Help for libretto writing

Dear Teachers,
In anticipation of this Opera by Children season with you, I have been contemplating how I may be of assistance as you have your students write their story. Having written the piano accompaniments for well over one hundred children’s operas, I’m getting a good sense of what works well. I think about and visualize the children as they perform their opera and try to adapt their libretto to be very singable. I want to make the story they create fit into many little songs. It helps if when they write the story, they have a concept of ‘song’ writing. The following are some helps for you to facilitate your students in writing their libretto using many songs and minimizing recitative:
A song is a place where the character(s) STOP and sing (expand upon) what is happening, or what they are feeling. Examples taken from actual children’s operas will help to explain this:
Example one:
The Indians are trying to capture some monkeys. They sing, “Hey you, come and get some bananas.” At this point the monkeys could sing, “Okay, yum, yum, yum” Both the Indians and the monkeys have sung recitative.

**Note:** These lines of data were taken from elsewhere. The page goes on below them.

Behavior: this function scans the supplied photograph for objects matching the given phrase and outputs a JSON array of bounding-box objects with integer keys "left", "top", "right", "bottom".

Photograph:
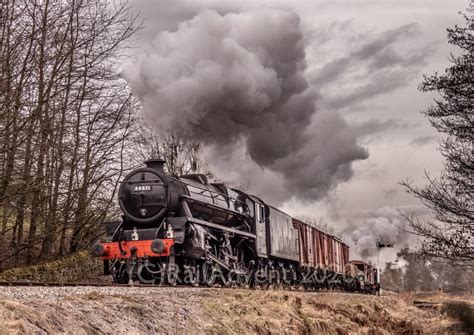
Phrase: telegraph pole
[{"left": 376, "top": 238, "right": 393, "bottom": 295}]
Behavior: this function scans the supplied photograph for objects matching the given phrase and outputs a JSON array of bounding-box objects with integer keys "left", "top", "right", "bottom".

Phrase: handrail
[{"left": 179, "top": 179, "right": 247, "bottom": 207}]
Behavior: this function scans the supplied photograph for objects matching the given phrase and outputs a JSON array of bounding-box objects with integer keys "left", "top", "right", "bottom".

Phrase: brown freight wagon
[{"left": 293, "top": 219, "right": 349, "bottom": 274}]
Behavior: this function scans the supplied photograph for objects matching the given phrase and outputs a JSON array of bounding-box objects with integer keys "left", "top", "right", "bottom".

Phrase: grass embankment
[
  {"left": 0, "top": 251, "right": 102, "bottom": 283},
  {"left": 203, "top": 290, "right": 466, "bottom": 334},
  {"left": 0, "top": 287, "right": 471, "bottom": 335}
]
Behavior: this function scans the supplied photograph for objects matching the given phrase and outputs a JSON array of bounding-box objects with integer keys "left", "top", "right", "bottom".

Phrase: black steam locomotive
[{"left": 92, "top": 160, "right": 375, "bottom": 291}]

To turn this scenario into songs, ask the students “what else can the Indians sing to entice the monkeys to come and get the bananas?” This, taken from the actual libretto is what the students wrote:
Bananas, bananas, delicious bananas.
Hey you monkeys, come and get them.
Don’t go hungry, they’re waiting for you.
Bananas, bananas, delicious bananas.
Then the monkeys sing:
Bananas, bananas, we like bananas.
Let’s go get em, they look so good.
Bananas, bananas, we like bananas,
Yum, yum, yum, so delicious.
Example two:
The characters are traveling through time. Instead of just a music bridge where they act like they are going somewhere, they sang:
We’re traveling through time
To the future
We’re traveling through time
Who will we see?
We’re traveling through time
To the future.
We’re traveling through time
Who will we see?
In visually scanning the libretto, it is easy to see if it is written in song or in recitative.
Example three: Recitative
Singers: What’s happening?
Athletes: Where are we”
Cheerleaders: How did we get here?
Dancers: It looks like we are inside the T.V.
Singers: How are we going to get out?
This opera went on for four pages, single spaced just like this. The students used much imagination in creating the story, BUT it was very difficult to set it to music and
it was difficult for them to remember and to sing.
When you encounter conversation or recitative like this, combine the characters to sing a song accomplishing the same thing i.e.
All: Where are we?
How did we get here?
What is happening?
Are we inside the T.V.
When are we going to get out?
Who can help us?
Who, what, when, where, why?
(I did not make up this song. I remembered it from a different opera
and adapted it to this scenario.)
I hope this will be helpful as you facilitate your students in writing their stories. If you have questions or your students “get stuck” along the way, email me and perhaps I can help.
Thank you again for doing Opera by Children with your class.